For me a big creative outlet is cooking, and I like to experiment about ninety percent of the time. Unlike other art forms, like filmmaking for instance, cooking allows one to have an idea, prepare the ingredients, add the heat, and serve the meal all in one burst of energy. I enjoy going to the grocery store without a plan and just buying a cart full of assorted ingredients that I’ll find combinations for later. I don’t worry about the money most of the time, and the few times when I do its more a question of variety instead of quantity. Not once in my life have I ever worried about where my next meal is coming from or if it will be enough. My biggest concern when it comes to food is the variety of what I consume, not the quantity, because there is always enough. First World Problems. 

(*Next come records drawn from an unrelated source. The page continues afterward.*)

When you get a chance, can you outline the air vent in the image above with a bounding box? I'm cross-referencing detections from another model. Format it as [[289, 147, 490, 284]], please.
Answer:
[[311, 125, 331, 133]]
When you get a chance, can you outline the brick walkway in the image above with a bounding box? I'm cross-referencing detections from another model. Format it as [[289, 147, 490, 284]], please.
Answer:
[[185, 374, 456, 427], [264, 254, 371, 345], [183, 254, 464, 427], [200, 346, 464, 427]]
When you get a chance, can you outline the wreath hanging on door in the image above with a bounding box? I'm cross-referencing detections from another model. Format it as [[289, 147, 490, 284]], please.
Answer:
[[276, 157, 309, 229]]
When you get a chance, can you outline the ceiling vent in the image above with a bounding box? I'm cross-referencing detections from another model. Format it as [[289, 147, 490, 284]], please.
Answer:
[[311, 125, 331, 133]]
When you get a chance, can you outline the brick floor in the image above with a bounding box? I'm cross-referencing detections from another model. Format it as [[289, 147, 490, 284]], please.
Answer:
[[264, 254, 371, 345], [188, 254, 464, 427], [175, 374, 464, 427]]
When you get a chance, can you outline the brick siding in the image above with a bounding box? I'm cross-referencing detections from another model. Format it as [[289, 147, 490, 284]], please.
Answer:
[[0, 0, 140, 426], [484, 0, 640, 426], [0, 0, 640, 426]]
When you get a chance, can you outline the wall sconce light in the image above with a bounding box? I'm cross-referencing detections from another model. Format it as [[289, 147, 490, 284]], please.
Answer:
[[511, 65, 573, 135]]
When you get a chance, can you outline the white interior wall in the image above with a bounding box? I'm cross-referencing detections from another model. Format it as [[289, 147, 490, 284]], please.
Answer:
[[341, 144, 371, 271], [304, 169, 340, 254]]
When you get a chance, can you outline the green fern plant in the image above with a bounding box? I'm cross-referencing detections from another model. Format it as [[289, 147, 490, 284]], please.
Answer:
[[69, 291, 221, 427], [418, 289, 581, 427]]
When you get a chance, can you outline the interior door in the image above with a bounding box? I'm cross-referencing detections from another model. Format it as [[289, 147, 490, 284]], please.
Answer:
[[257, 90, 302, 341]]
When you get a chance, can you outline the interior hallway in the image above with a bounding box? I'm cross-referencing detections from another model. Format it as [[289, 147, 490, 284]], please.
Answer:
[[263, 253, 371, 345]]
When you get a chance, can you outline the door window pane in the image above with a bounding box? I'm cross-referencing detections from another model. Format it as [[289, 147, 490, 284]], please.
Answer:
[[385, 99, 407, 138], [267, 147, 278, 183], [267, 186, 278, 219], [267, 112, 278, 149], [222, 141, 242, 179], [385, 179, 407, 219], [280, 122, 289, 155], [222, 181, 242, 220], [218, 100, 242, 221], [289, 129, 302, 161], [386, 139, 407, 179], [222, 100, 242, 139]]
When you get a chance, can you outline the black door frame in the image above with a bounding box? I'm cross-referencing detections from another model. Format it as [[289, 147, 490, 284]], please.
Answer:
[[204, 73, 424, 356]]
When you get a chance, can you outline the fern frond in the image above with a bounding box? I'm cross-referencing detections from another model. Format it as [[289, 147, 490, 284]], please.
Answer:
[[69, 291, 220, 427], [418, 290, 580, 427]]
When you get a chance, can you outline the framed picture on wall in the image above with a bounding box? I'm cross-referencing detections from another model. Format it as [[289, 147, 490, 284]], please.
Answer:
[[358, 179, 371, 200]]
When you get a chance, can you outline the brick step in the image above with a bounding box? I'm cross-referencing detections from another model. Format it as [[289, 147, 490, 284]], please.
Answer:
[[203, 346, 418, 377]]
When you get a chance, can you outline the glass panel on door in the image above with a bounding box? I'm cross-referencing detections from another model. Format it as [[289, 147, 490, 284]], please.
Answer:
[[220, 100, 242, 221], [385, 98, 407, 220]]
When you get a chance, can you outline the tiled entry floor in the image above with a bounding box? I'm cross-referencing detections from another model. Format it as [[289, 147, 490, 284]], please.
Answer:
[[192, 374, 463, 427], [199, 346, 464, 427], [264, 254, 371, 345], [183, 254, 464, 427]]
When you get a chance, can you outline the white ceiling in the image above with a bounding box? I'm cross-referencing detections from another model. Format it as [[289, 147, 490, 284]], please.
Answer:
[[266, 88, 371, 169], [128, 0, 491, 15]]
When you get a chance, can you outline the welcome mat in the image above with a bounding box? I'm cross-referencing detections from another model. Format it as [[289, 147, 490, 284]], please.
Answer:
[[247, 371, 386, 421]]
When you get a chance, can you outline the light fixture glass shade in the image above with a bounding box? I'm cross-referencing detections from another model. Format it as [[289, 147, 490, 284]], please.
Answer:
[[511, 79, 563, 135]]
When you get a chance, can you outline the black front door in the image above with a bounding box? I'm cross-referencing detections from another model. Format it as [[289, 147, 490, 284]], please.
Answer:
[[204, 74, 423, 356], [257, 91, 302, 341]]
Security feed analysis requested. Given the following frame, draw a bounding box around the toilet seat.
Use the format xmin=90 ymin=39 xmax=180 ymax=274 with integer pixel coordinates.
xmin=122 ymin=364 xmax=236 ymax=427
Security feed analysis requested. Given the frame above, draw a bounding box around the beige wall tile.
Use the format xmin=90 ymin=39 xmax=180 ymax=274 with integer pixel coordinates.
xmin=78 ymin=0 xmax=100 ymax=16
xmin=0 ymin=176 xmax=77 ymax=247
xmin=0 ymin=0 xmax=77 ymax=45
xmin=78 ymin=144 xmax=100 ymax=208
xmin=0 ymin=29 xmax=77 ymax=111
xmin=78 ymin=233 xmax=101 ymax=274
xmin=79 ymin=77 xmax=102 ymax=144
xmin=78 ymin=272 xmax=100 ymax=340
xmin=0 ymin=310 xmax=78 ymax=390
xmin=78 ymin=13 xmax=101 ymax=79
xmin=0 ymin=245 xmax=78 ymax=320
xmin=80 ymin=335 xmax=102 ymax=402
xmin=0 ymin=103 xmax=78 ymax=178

Right now the United States of America is a First World Nation, and for that I am thankful. Though it is important to acknowledge that not everyone in America experiences this country as a First World Nation. There are many here who struggle with financial problems that are dramatically more dire than being able to afford hobbies or vacations, and their education/employment situations are dire to the point that my own dilemmas seem silly to be stressed about. I’m not telling you anything you don’t already know, my only point is that most of us are truly enjoying the Good Life, and we should be thankful for it. My lady and I are starting a non-profit soon, in the spirit of putting our money where our mouths are. Which brings me to my real point (I know I’ve meandered, bear with me)…. being thankful is literally the least you can do. Being thankful is our biggest First World Problem, because to be thankful you’ve got to be looking at the other guy and realizing how good you’ve got it by comparison.

Turn that thankfulness into First World Action, because its the job of the folks who’ve got it good to pay it forward. We don’t all have to go become full-time activists or start feeling guilty for the success we’ve achieved. Just give a little back. Maybe volunteer one day a month. Donate some of your luxury cash to a charity, or fund non-commercial science (we all need to know more about hippos, and those researchers need that sweet grant money). Whether we realize it or not having First World Problems is a blessing, and we earn it by helping others, however we can.